How Market Research Firms Support Mock Jury Research and Legal Strategy
Learn how market research firms support mock jury research, legal focus groups, and the research that informs pre-trial strategy — and why participant quality determines everything your study reveals.
Focus Groups, Clients
2 min read
The case is strong. The evidence is clear. The legal team is prepared. And then the jury delivers a verdict that no one saw coming.
It happens more often than legal teams want to admit. And in most cases, the gap between expectation and outcome traces back to one thing: not enough was known about how the jury was going to think before the first argument was made.
This is where market research firms enter the picture.

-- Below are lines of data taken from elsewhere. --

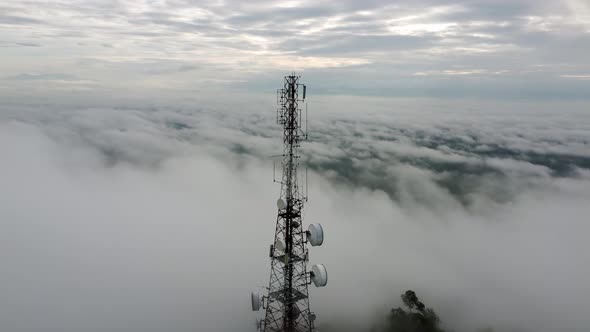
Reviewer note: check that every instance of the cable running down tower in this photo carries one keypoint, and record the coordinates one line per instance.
(287, 302)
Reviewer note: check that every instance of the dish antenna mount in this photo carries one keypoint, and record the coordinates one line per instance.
(287, 303)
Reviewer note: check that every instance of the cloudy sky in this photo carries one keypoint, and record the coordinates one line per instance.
(475, 48)
(448, 153)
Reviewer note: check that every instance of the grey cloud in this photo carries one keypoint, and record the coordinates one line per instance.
(480, 213)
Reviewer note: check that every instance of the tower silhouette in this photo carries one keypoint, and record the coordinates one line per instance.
(287, 301)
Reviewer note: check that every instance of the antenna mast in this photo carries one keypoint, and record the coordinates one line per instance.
(287, 302)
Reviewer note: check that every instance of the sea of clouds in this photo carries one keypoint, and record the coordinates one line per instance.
(158, 218)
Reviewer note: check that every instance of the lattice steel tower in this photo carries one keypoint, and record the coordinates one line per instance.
(287, 302)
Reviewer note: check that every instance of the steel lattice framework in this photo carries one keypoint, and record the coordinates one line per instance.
(287, 307)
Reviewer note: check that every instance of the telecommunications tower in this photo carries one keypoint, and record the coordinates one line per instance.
(287, 302)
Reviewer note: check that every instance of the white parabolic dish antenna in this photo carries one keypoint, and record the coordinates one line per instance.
(315, 234)
(319, 275)
(256, 302)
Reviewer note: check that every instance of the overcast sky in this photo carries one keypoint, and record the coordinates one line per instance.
(481, 48)
(448, 153)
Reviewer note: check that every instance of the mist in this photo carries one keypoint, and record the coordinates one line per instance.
(159, 218)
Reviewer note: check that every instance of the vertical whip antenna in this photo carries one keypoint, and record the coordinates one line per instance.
(287, 302)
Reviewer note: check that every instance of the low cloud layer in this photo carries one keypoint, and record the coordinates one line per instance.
(153, 219)
(509, 49)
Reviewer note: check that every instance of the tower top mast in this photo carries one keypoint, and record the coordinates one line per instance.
(287, 302)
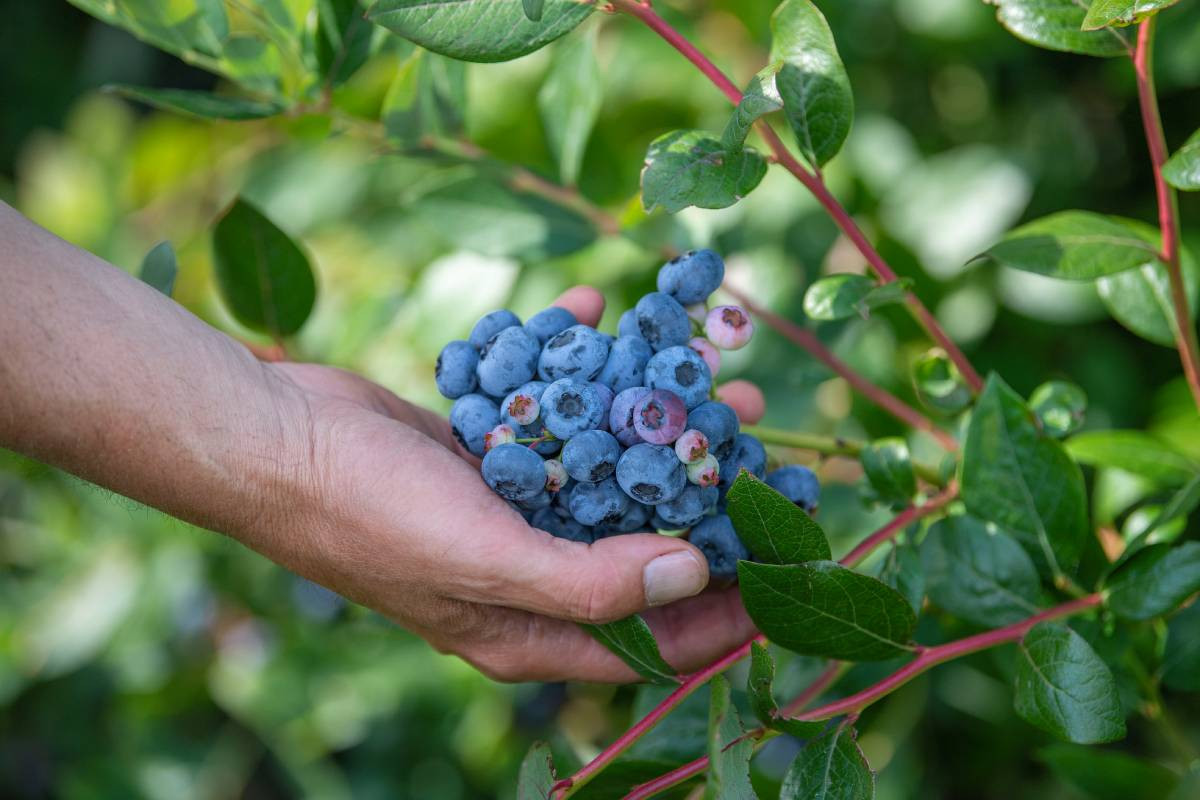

Not as a peripheral support service, but as a central part of how high-stakes legal teams prepare for trial.
This guide covers what mock jury research is, how market research firms support it, what research suggests about juror decision-making, and what separates a study that produces reliable insight from one that leaves legal teams guessing.
| By the NumbersIn 1962, juries decided about 6% of civil cases in federal courts. Today, that share is less than 1%. Despite the decline in trials reaching a verdict, the cases that do go to trial carry enormous financial stakes — and the pressure to understand how a jury will decide has never been higher.Source: The Conversation, April 2026 — “Jury Trials, a Critical Part of Democracy, Are Disappearing” |
What Market Research Firms Do in Legal Research
Market research firms are not new to legal work. For decades, the same disciplines that help brands understand consumer behavior have been applied to one of the most consequential forms of human decision-making: jury deliberation.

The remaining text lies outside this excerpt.